By 25 Marzo 2020CRAMUM

Cramum ha deciso di condividere la storia dell’opera C19SH (Coronavirus19 Stay Home) che Lorenzo Marini ha appena completato,  ritenendola simbolo della forte resilienza diffusa che Milano e l’Italia stanno dimostrando. Crediamo quindi sia vero che Milano non si ferma: anche se rimaniamo chiusi nelle nostre case, tutti combattiamo il coronavirus, cercando di continuare a viver al meglio il nostro tempo senza “farci vivere” dalla malattia.

Lorenzo Marini, artista globetrotter, si trova dal 9 marzo, di rientro da Parigi, bloccato a Milano nel suo appartamento/studio. Ha con sé solo le opere non incluse nella mostra appena inaugurata da Gaggenau Hub “Out of Words”. Pochi i mezzi, ma tanta la voglia di continuare a vivere, lavorare e raccontare quello che sta accadendo e provando.

L’artista vede in quel #iorestoacasa l’unico modo possibile per resistere al C19 (coronavirus), ma ci invita a resistere e a continuare a vivere. In C19SH (C19 STAY HOME) Lorenzo Marini rielabora una “vecchia” opera degli AlphaType (npn selezionata per la mostra milanese e perciò in Studio) e decide di modificarla, ricostruendo un alfabeto in cui ogni lettera è collegata a un’immagine e/o a una parola, che rappresentano un elemento della vita ai tempi del coronavirus.

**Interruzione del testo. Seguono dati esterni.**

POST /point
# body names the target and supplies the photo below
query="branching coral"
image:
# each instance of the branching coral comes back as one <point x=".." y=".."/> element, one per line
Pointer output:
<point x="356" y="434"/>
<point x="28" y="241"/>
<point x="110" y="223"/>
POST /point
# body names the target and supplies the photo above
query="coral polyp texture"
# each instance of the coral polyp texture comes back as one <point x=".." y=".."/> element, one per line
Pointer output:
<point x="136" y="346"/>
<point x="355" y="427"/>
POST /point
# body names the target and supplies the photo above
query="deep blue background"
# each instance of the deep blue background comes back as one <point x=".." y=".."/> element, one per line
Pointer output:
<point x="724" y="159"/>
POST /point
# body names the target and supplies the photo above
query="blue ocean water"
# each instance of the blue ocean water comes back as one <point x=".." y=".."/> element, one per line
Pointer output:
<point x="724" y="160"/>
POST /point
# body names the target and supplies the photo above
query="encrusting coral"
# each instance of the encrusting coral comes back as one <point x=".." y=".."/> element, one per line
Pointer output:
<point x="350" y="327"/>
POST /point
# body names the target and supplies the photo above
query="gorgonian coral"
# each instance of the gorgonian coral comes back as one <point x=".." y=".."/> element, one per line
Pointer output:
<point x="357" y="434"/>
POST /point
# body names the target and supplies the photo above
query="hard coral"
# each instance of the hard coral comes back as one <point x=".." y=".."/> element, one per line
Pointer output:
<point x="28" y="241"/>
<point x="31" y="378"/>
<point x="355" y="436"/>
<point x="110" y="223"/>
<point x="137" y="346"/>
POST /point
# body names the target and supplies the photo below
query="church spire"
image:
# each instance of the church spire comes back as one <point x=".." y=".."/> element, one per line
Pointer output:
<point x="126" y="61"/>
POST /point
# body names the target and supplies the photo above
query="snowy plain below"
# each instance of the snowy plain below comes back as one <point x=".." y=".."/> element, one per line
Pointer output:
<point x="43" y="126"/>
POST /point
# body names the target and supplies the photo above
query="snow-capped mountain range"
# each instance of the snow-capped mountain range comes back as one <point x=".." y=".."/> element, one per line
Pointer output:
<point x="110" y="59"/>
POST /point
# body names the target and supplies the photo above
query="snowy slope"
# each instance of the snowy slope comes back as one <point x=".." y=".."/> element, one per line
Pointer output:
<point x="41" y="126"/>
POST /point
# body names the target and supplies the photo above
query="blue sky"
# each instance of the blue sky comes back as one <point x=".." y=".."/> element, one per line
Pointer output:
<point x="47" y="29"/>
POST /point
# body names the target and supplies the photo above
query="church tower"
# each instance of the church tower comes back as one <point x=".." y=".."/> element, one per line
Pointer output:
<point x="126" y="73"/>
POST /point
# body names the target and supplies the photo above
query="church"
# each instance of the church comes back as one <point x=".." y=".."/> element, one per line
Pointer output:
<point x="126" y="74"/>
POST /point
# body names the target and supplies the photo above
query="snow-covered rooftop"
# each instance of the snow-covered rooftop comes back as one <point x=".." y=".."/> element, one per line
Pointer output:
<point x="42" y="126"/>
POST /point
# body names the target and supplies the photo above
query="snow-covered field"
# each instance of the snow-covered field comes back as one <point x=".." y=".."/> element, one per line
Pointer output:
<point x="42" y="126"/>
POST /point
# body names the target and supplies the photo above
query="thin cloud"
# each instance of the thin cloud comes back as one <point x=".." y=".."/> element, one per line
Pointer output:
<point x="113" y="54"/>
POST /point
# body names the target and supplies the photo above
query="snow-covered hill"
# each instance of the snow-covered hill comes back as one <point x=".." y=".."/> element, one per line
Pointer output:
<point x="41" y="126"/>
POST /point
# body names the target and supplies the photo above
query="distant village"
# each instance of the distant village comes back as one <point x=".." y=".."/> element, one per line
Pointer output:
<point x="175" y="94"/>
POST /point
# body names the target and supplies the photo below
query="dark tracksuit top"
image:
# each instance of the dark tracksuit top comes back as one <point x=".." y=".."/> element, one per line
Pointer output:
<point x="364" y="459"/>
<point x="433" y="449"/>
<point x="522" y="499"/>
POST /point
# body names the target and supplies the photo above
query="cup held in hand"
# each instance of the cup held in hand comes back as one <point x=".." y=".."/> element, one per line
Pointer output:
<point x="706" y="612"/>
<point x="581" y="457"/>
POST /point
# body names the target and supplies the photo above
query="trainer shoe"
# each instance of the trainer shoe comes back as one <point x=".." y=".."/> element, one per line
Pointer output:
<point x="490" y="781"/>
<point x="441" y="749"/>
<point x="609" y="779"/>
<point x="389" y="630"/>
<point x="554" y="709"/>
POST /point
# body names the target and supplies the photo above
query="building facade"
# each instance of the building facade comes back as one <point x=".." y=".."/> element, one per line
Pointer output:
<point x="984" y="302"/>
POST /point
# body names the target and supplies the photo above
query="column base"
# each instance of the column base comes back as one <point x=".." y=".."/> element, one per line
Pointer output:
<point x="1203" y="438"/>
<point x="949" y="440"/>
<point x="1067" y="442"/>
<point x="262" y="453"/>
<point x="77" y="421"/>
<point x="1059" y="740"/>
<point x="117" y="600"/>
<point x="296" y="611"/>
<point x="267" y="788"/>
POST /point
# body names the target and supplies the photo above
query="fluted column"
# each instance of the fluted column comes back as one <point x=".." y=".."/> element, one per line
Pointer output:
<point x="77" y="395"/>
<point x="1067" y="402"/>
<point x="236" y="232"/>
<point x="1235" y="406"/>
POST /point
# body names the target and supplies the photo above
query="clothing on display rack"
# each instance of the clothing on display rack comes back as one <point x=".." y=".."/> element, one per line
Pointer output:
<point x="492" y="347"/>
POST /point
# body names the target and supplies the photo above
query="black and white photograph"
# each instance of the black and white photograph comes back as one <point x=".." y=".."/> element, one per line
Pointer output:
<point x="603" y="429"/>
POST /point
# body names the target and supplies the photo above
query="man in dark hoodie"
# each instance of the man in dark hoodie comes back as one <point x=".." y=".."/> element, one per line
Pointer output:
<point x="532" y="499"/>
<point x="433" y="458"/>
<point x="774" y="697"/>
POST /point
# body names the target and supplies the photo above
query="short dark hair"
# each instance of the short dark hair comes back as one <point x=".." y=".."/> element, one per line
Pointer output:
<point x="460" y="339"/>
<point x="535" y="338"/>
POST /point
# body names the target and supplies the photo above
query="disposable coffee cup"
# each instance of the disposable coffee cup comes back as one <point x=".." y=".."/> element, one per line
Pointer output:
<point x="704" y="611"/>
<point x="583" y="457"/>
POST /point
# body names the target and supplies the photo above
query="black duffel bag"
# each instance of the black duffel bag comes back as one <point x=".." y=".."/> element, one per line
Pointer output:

Le uniche scritte in rosso, da cui deriva anche il titolo dell’opera, indicano le idee urgenti che affollano la nostra mente, ma anche la comunicazione e il nostro linguaggio, cos’ stravolto da quello che stiamo vivendo: l’artista aggiunge alla “C” il numero 19 dal nome del virus (Covid 19), la H diventa “home” e la S di Stay.
Gli altri interventi in bianco e nero rappresentano invece le riflessioni più ponderate: la “L” che l’artista rappresentava nell’opera originale con una pistola, per la somiglianza di forme, viene affiancata dalla parola “libertà”: la libertà, che torna nell’alfabeto due volte – anche nella F di Freedom – è l’elemento centrale della nostra battaglia. Viviamo tutti in una libertà armata, reggimentata, che dobbiamo difendere dal virus e dall’idea stessa di emergenza. Lorenzo Marini non rinuncia però a raccontarci anche in questo inedito alfabeto “intimo” e familiare ciò che più gli manca perché non si può più fare: dalla B di bacio/bocca, all’ “enjoy food” della U di ugola. L’opera finisce con un’augurio “The End”.

Non ci resta quindi che continuare a sperare che arrivi presto la fine di questo C19SM – C19 STAY HOME.